Exception messages are intentionally short and aimed at the call site, so invalid writer, reader, query, and validation input is easy to diagnose.

Key Repository Directories

src/
  Attribute/    Attribute value object
  Builder/      Entry-point helpers such as Xml::document()
  Document/     XmlDocument and XmlDeclaration
  Escape/       Escaping and character validation
  Exception/    Library-specific exception types
  Import/       Reader-to-writer import bridge
  Name/         QualifiedName value object
  Namespace/    Namespace declarations and scope handling
  Node/         Element and other writer node types
  Reader/       Read-only traversal plus small XPath-style reader queries
  Validation/   XSD validation and validation result types
  Validate/     XML name validation
  Writer/       Streaming writer, output targets, namespace emission, and configuration
tests/
  Unit/         Focused object and validation tests
  Integration/  Document/streaming output, reader traversal, reader queries, reader import, XSD validation, stream/file output, and parser-backed checks
examples/       Runnable examples such as catalog.php, query-feed.php, import-feed-entry.php, import-invoice-party.php, validate-catalog.php, validate-feed.php, and streaming-feed.php
benchmarks/     Maintained performance comparison fixtures
docs/           Maintainer-facing notes

Development

Common development commands:

composer test
composer stan
composer cs-check
composer cs-fix
composer qa

Benchmarking:

php benchmarks/write-performance.php
php benchmarks/write-performance.php medium
php benchmarks/write-performance.php namespace-heavy 25
php benchmarks/write-performance.php 50
php benchmarks/document-vs-streaming.php 5000 15

See benchmarks/README.md for the measured implementations, interpretation guidance, and benchmark limitations.

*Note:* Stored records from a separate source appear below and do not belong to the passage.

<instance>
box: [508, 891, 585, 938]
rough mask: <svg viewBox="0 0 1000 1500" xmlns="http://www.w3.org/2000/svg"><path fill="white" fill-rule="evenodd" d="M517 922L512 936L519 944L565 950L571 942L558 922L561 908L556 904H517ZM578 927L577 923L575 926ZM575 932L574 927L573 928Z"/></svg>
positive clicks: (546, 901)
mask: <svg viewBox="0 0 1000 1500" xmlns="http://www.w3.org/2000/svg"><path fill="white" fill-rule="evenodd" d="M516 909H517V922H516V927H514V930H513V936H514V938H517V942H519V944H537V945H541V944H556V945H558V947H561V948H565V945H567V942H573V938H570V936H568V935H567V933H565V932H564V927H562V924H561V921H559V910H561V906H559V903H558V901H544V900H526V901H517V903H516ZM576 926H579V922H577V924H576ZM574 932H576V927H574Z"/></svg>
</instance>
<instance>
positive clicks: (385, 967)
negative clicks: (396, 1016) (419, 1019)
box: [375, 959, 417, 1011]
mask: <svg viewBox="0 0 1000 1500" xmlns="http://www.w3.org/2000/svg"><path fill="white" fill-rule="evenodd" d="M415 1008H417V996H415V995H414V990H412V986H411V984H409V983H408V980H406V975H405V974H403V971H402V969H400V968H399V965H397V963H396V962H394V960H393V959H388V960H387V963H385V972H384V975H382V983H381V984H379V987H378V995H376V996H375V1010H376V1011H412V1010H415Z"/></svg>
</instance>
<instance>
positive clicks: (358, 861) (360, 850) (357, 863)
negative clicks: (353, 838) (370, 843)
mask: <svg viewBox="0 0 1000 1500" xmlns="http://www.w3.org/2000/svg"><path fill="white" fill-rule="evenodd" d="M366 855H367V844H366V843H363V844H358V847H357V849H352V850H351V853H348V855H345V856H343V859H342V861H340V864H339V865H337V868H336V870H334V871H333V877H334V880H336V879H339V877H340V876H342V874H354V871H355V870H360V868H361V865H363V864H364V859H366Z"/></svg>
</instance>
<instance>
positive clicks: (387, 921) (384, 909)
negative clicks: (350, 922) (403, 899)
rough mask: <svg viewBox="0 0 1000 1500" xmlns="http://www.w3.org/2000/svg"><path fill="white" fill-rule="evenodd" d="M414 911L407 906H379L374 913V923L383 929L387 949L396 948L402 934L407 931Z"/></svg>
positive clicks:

The integration suite uses DOMDocument to verify that writer output is well-formed, not just string snapshots.

Scope

Included today:

  • XML documents and declarations
  • elements, text, comments, CDATA, and processing instructions
  • namespace-aware names and namespace declarations
  • deterministic compact and pretty-printed serialization
  • file and stream output with library-specific write exceptions
  • imperative streaming XML writing for writer-heavy workloads
  • read-only document and element traversal via XmlReader
  • a small XPath-style query layer on top of the reader model
  • reader-to-writer import via XmlImporter
  • XSD validation for XML strings, files, streams, and XmlDocument

Still out of scope:

  • mutation APIs for queried or loaded XML
  • broad DOM/XPath wrapper APIs beyond findFirst() and findAll()
  • broad schema-framework features beyond compact XSD validation
  • XML-to-array or XML-to-object mapping
  • streaming parser APIs

Status

v1.5 adds a compact reader-to-writer import bridge alongside the existing writer, reader, query, and validation APIs. The package remains ready for early public use as a focused XML tool, but its scope is still intentionally narrow. Near-term releases should keep refining the writer, reader, query, import, and validation surfaces rather than expanding into mutation, mapping, or broad XML frameworks. See docs/roadmap.md for the current milestone summary.